Fazendo uma análise com base nas características socioeconômicas (estado civil, cor, classe social, idade e anos de estudo), e as demais variáveis do estudo como paridade, tipo de serviço e trajetórias, verificou-se que, considerando a multípara do serviço público, seja na trajetória plena ou semiplena para o parto normal, não foi observada diferença social entre elas. Tem-se, nesses dois grupos, um grande contingente de casadas, de cor não branca, de classe social C, D, E, com escolaridade entre 0 e 8 anos de estudo, idade acima de 25 anos e o parto pago pelo SUS. Para aquelas que percorreram a trajetória plena para cesárea, elas diferem do grupo como um todo, pela concentração do parto cesáreo entre as mais escolarizadas. Entre as mulheres multíparas do serviço privado, a trajetória para o parto normal, plena ou semiplena, só diferenciou-se na questão da classe social, enquanto que para a trajetória semiplena ou plena para cesárea, houve uma interferência da classe social, escolaridade e fonte pagadora do parto, demonstrando mais uma vez, que estas categorias podem interferir entre o desejo e a realização do parto. O perfil das mulheres que fizeram parte desse estudo já foi descrito em outras publicações (COSTA, 2006a e 2006b).

Na condição primípara do serviço público, a trajetória de normal plena ou semiplena, ou ainda cesárea semiplena, só apresentou diferenças na questão da escolaridade para aquelas que desejavam um parto normal nas entrevistas iniciais e o parto realizado foi uma cesárea, condição que talvez possa ser respaldada, pela condição da gravidez da mulher. Finalmente, para as primíparas do serviço privado, não houve predominância de classe social, idade ou etnia, mas a escolaridade ser mais de 9 anos de estudo e a fonte pagadora do parto ser o convênio, foram predominantes entre esse grupo. Logo, pode-se concluir que fatores como escolaridade elevada e fonte pagadora, foram fatores determinantes para a realização do parto.

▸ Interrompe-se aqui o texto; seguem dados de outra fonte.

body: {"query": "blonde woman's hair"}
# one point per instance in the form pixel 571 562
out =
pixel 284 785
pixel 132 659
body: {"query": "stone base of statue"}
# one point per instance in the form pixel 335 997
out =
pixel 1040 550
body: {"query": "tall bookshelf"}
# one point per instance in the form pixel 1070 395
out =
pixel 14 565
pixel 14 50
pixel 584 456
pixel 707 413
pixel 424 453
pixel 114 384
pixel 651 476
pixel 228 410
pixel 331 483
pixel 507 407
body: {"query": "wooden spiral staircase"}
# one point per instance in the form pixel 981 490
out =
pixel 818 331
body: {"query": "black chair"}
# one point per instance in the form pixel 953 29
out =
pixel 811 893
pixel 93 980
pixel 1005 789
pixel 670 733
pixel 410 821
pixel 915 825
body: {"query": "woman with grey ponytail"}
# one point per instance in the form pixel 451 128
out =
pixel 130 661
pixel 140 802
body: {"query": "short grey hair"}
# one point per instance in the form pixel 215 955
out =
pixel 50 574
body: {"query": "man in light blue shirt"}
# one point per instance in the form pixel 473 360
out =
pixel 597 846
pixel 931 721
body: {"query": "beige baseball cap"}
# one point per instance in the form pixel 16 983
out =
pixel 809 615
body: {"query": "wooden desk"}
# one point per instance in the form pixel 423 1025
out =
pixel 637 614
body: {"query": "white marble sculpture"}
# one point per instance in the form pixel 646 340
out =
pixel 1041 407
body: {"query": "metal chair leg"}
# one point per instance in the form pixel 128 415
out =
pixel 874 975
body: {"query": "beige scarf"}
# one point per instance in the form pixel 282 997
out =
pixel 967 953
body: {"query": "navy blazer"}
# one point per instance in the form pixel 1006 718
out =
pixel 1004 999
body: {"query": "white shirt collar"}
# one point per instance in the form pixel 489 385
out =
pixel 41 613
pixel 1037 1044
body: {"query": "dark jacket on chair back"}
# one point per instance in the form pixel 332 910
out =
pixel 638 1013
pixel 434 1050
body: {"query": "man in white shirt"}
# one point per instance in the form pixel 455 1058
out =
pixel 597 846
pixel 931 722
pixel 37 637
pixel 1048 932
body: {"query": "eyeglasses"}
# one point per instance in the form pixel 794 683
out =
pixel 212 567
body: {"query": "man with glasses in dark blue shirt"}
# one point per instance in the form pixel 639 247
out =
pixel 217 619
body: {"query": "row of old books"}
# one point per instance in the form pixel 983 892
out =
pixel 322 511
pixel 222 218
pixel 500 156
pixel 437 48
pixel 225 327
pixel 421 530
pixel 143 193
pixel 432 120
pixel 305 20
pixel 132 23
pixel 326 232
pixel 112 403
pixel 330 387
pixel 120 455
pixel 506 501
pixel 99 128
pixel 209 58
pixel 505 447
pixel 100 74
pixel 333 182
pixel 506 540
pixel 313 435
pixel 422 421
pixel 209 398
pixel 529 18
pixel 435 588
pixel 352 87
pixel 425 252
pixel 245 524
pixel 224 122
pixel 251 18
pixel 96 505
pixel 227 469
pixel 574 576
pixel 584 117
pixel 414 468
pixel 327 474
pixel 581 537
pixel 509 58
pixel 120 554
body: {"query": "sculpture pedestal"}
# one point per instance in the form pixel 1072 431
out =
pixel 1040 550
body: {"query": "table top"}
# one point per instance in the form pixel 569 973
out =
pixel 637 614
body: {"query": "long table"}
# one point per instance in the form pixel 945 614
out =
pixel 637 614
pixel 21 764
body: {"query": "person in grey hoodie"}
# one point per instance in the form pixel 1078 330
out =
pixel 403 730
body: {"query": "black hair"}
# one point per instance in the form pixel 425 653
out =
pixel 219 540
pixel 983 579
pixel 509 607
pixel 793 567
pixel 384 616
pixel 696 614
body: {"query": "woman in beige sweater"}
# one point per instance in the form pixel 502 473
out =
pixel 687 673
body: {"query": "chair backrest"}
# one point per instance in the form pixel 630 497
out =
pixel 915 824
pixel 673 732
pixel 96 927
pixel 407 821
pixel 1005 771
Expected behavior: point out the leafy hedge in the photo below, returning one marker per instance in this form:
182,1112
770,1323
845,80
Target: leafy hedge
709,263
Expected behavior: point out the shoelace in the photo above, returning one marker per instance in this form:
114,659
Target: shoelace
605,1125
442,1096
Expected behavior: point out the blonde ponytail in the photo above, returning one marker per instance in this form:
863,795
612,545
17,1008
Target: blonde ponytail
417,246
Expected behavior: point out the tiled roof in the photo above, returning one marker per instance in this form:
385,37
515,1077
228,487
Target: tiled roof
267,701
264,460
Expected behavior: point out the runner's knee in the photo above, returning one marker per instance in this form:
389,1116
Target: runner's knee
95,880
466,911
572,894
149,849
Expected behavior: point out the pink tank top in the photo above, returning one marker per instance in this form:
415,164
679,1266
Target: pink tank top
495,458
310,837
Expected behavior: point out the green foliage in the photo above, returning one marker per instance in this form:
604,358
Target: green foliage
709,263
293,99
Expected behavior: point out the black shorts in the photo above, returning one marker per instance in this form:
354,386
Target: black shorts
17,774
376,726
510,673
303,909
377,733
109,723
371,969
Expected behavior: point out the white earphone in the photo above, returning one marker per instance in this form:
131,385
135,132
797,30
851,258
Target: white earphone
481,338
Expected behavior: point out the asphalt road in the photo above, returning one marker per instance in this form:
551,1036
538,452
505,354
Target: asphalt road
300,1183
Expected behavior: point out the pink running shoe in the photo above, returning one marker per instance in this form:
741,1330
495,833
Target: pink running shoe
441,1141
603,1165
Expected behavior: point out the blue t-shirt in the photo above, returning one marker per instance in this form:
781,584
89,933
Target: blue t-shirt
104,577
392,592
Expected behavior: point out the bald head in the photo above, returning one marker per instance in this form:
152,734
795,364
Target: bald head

Notou-se que a condição apresentada para o município de Natal, difere um pouco daquela do município de São Paulo. No estudo realizado por Souza (2002), onde foi mostrado um predomínio de mulheres do serviço público perfazendo uma trajetória de desejo por normal e finalizar em cesárea, foi de 23,3% para as multíparas e 27,9% para primíparas. Para Natal a situação se inverte, quando esta trajetória é percorrida por primíparas (78,8%) e com uma ligeira vantagem para aquelas do serviço privado (40,8%). Outra situação que merece destaque é que, em São Paulo, a trajetória de um desejo por cesárea desde a primeira consulta e a finalização em parto normal, não mereceu uma análise por não ter relevância alguma, enquanto para Natal, esta foi uma trajetória importante de análise quando foi predominantemente composta por mulheres do serviço público. Este fato demonstrou a existência de uma frustração perante o desejo pela realização de uma cesárea.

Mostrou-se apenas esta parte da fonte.